Osteoarthritis and Clock Functions in Cartilage Cells
Researchers here link age-related issues with the body clock to the development of osteoarthritis, a degenerative condition of joints. The body clock controls changes in cell and organ activities according to the time of day. This overall system has its reflections in the biochemistry of all types of cells, and, as for many other aspects of cellular biology, the mechanisms involved in clock-related regulation become disarrayed with age. The proximate causes of this disarray are only partially cataloged and explored, long lists of changing protein levels and relationships mapped one by one. The root cause is most likely the well-known forms of cell and tissue damage that cause aging, but - as ever - drawing a line between that damage, through largely unmapped, complicated chains of cause and consequence, to link up with any one specific end result of aging is a challenging, expensive, and time-consuming process. It would be faster to fix the damage and see what happens, a path that would also provide a much greater chance of meaningful therapies resulting from research work.
Researchers have for the first time established that the painful and debilitating symptoms endured by osteoarthritis sufferers are intrinsically linked to the human body clock.
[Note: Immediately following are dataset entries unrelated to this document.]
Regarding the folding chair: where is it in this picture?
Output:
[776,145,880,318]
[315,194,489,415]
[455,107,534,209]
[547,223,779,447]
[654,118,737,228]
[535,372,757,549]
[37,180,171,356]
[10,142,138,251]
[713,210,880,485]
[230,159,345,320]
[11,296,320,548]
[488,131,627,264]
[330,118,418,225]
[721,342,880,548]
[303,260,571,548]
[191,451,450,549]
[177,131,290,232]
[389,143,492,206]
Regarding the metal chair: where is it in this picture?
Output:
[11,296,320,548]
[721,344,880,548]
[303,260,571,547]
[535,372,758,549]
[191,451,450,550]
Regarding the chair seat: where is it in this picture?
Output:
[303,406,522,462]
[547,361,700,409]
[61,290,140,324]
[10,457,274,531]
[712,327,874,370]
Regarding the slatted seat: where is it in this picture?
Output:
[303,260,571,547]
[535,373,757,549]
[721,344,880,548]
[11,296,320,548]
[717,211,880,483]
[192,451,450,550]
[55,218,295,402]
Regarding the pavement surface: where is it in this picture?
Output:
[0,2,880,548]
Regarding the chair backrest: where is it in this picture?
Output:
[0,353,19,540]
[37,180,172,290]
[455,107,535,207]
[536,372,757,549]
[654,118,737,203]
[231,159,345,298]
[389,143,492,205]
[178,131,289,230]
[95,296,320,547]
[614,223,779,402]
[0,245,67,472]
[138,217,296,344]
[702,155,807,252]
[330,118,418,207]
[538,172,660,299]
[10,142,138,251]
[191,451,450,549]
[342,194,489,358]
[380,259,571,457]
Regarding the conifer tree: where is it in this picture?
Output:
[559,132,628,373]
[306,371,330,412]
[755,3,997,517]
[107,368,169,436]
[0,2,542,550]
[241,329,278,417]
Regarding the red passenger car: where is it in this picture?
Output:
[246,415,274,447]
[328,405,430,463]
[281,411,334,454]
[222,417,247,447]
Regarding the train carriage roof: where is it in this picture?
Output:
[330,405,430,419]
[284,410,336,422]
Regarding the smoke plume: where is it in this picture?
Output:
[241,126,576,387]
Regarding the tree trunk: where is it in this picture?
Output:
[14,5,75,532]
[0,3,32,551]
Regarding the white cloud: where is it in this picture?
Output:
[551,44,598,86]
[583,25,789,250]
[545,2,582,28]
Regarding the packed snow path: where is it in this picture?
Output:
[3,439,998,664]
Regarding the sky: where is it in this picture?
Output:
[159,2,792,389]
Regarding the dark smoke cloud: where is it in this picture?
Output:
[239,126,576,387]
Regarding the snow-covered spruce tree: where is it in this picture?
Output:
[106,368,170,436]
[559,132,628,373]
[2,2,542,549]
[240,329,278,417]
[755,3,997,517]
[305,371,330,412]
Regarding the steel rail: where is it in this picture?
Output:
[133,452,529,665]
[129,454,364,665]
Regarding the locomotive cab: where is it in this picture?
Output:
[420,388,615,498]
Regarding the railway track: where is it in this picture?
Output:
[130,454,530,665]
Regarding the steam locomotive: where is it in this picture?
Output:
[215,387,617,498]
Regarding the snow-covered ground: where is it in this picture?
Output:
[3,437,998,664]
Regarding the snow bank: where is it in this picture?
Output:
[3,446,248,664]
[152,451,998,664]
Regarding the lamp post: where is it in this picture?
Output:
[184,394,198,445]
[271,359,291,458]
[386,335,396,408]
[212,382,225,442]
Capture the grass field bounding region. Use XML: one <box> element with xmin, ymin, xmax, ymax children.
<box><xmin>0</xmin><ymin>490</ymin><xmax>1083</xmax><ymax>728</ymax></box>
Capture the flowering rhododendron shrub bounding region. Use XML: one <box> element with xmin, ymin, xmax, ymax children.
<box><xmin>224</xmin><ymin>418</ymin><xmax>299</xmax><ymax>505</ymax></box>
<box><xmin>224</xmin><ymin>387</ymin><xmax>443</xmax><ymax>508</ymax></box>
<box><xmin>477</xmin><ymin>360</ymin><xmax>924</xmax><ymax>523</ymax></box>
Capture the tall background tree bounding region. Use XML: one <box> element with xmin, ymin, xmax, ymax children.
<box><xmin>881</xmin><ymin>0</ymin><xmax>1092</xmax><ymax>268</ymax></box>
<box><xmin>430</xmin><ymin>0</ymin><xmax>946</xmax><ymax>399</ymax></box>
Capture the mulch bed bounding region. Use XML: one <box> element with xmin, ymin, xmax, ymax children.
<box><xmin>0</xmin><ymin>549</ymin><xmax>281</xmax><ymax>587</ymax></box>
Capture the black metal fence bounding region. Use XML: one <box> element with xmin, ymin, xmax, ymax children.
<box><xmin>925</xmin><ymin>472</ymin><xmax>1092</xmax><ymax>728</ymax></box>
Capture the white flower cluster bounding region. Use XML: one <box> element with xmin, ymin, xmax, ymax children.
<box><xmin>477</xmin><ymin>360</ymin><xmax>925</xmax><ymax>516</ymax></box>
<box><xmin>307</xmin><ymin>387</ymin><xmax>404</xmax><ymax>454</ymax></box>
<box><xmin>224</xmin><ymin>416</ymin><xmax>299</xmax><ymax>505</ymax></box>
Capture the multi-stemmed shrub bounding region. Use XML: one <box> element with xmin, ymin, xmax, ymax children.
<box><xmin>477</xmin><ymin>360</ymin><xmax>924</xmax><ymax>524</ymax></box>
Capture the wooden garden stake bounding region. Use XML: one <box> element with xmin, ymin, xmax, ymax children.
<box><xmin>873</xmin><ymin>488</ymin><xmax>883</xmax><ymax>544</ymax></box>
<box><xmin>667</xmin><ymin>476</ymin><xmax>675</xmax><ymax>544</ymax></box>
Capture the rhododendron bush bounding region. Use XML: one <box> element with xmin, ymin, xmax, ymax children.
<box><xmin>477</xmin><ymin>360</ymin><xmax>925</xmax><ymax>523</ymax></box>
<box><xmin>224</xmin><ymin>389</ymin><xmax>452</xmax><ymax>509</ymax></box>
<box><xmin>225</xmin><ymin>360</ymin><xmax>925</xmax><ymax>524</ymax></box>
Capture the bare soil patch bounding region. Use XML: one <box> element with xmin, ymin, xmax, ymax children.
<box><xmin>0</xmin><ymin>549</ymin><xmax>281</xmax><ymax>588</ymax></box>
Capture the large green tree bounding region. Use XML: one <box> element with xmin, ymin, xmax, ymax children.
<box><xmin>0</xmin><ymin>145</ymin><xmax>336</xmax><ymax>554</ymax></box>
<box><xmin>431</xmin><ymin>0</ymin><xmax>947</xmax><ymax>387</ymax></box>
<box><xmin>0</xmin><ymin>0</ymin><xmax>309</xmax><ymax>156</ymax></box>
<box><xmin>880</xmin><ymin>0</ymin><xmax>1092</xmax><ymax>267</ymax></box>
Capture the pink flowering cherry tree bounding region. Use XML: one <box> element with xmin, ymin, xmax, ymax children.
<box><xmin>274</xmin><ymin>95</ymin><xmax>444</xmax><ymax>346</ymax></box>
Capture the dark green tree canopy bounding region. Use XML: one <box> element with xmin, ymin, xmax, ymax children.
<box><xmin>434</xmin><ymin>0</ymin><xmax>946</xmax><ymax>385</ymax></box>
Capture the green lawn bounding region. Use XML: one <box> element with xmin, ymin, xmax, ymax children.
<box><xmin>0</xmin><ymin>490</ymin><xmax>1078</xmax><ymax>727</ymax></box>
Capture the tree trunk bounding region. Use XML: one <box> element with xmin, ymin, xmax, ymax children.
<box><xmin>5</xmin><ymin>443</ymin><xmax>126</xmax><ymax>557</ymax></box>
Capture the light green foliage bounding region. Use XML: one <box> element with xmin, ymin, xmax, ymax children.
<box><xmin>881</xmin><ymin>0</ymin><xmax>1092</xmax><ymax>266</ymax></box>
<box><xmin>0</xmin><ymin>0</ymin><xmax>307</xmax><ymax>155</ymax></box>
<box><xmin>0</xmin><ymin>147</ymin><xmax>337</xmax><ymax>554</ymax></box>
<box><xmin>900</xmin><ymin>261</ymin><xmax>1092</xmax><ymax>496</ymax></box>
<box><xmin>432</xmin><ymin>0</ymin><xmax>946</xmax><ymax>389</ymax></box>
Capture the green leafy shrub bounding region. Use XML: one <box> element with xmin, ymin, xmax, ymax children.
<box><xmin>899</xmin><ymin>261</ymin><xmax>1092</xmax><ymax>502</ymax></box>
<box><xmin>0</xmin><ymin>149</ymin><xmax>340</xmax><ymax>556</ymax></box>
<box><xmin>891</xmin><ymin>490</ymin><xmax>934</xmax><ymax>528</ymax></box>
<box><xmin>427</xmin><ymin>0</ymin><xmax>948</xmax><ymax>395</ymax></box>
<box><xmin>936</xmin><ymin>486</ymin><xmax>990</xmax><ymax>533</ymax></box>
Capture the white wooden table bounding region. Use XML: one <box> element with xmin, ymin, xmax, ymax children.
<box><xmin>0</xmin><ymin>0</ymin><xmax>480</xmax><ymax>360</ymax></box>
Body clocks within cartilage cells - or chondrocytes - control thousands of genes which segregate different biological activities at different times of the day. The body clock, researchers realised, controls the equilibrium between when chondrocyte cells are repaired during rest and when they are worn down through activity. But the research revealed that as we age, our cartilage cell body clocks deteriorate, making the repair function insufficient, which could contribute to osteoarthritis.The team examined three types of human cartilage under the microscope : normal, mildly affected by osteoarthritis and severely affected. As the osteoarthritis became more severe, the number of cells that express BMAL1 - a protein which controls the body clock - became less and less. And in terms of aging, he found similar reduction of BMAL1 in chondrocytes, which coincided with the reduced 'amplitude' of the body clock (up to 40% weaker in older mice), supporting the theory that aging, at least partially through dysregulation of the chondrocyte clocks, is a major risk factor for osteoarthritis.